Already at the end of 2013, Haas had formally submitted to the FIA his interest in entering a team by 2015 or 2016. Four months later, he was granted a license from the FIA and the team took up its current name of Haas F1 Team, scheduling its entry for the 2016 season. The team set up its headquarters in Kannapolis, North Carolina, just 50 kilometres outside Charlotte, the heart of American motor racing. As a next step, Haas acquired Marussia F1’s Banbury home as a second, European home for his new outfit: “I think the idea is to learn as much as we can from whoever we can. It’s an honour to have Ferrari help Haas F1 Team in this way and we take all the help they can give us because you can’t really get better than Ferrari. Dallara is also helping us in the design and building of the chassis”.

The US team boss got former Jaguar F1 and Red Bull Racing technical director Günther Steiner on board as his Team Principal and convinced Italian manufacturers Dallara to design and build the chassis. The power unit of the new Haas F1 car will be supplied by Ferrari. Thanks to the reasonable financial backing, Haas can afford to do without the obvious pay drivers. Instead, he has hired French ace Romain Grosjean to lead the team on the track and filled the second cockpit with Ferrari test driver Esteban Gutiérrez, whose wages are said to be at least partly covered by Maranello.

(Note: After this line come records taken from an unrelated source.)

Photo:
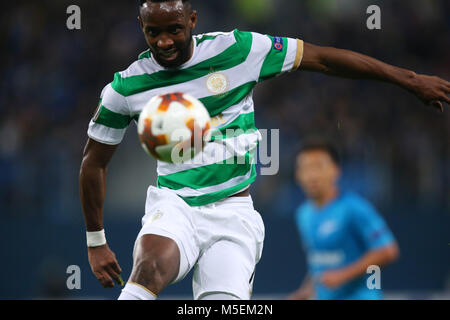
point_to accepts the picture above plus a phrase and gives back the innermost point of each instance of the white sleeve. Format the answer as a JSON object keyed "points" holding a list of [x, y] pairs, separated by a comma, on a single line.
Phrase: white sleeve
{"points": [[111, 118]]}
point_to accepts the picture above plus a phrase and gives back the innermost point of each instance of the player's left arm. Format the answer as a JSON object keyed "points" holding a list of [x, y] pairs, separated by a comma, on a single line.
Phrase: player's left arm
{"points": [[431, 90]]}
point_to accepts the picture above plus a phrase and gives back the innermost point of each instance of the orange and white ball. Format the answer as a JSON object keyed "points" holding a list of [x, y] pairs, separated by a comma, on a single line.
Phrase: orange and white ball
{"points": [[174, 127]]}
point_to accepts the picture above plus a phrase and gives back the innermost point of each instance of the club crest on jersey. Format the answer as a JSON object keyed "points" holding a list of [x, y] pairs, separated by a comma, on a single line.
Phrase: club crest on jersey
{"points": [[278, 43], [217, 83]]}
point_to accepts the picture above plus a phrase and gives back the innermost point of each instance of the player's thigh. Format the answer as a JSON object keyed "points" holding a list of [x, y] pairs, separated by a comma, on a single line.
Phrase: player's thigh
{"points": [[225, 267], [168, 217], [155, 258]]}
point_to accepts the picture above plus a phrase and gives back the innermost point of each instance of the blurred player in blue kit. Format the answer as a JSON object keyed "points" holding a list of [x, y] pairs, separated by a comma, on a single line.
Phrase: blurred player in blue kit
{"points": [[341, 232]]}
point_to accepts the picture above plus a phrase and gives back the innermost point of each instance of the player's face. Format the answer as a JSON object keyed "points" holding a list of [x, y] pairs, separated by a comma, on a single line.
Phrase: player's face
{"points": [[316, 172], [167, 28]]}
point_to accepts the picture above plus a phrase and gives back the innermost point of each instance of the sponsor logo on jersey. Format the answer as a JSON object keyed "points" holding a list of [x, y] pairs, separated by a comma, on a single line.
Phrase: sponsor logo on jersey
{"points": [[278, 43], [217, 83]]}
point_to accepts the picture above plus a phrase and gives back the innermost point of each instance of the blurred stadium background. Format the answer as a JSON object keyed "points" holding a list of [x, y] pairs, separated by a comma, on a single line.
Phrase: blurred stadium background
{"points": [[396, 150]]}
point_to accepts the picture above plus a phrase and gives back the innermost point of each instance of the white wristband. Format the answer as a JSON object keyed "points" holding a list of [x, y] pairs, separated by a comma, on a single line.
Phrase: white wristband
{"points": [[96, 238]]}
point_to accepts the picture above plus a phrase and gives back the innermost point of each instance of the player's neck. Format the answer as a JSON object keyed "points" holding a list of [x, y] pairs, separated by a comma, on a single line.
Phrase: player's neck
{"points": [[329, 196]]}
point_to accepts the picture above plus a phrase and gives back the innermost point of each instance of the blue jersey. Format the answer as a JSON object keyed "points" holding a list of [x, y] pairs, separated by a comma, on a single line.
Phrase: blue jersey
{"points": [[337, 235]]}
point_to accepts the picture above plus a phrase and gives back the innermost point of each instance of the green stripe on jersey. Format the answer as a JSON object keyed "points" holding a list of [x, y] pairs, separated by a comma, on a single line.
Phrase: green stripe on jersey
{"points": [[218, 195], [112, 119], [208, 175], [205, 37], [145, 55], [273, 64], [245, 123], [231, 57]]}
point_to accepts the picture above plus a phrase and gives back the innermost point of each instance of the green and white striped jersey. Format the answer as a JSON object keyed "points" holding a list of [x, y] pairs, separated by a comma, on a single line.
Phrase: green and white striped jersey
{"points": [[222, 73]]}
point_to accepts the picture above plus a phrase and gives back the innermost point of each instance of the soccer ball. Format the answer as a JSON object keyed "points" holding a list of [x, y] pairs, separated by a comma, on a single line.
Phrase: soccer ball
{"points": [[174, 127]]}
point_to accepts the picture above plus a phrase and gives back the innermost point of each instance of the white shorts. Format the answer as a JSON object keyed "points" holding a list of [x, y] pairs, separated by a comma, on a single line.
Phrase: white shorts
{"points": [[223, 240]]}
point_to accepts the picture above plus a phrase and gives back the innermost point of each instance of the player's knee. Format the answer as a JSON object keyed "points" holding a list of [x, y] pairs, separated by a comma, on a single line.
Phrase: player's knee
{"points": [[151, 272], [155, 266]]}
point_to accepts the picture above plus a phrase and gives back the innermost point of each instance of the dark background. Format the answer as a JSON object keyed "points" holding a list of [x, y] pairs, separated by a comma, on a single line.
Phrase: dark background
{"points": [[396, 151]]}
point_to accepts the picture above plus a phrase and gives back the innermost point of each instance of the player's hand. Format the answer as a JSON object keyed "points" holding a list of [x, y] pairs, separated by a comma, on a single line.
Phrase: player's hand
{"points": [[104, 265], [432, 91], [333, 279]]}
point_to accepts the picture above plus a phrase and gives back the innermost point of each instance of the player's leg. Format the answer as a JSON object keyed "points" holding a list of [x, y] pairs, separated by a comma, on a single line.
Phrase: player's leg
{"points": [[165, 248], [218, 296], [156, 264], [232, 235], [225, 269]]}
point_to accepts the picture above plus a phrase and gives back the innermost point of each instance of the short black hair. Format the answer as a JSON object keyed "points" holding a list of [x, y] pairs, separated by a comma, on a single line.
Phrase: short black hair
{"points": [[322, 143], [141, 2]]}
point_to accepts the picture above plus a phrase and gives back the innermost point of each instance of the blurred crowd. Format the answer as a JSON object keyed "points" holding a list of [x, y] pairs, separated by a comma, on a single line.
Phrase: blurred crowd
{"points": [[396, 151]]}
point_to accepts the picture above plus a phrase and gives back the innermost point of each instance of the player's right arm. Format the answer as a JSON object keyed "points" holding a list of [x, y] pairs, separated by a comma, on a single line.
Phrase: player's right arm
{"points": [[305, 291], [93, 170], [106, 131]]}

“I think drivers are very cognizant of the fact that if they choose the wrong venue, they can screw their careers up. Because when there are technological issues they haven’t overcome, they’re wasting a whole year. And they don’t like to do that”, Gene notes. Unrestricted by testing regulations until the season the Haas F1 Team enters the sport, the new car’s shakedown is planned in December 2015: “It’ll be awesome. It should be a numbing experience. The biggest thing is the newness of the experience. It’s like being in your 20s again. You don’t have any idea how this all works. It’s all new and that’s the fun part of it”.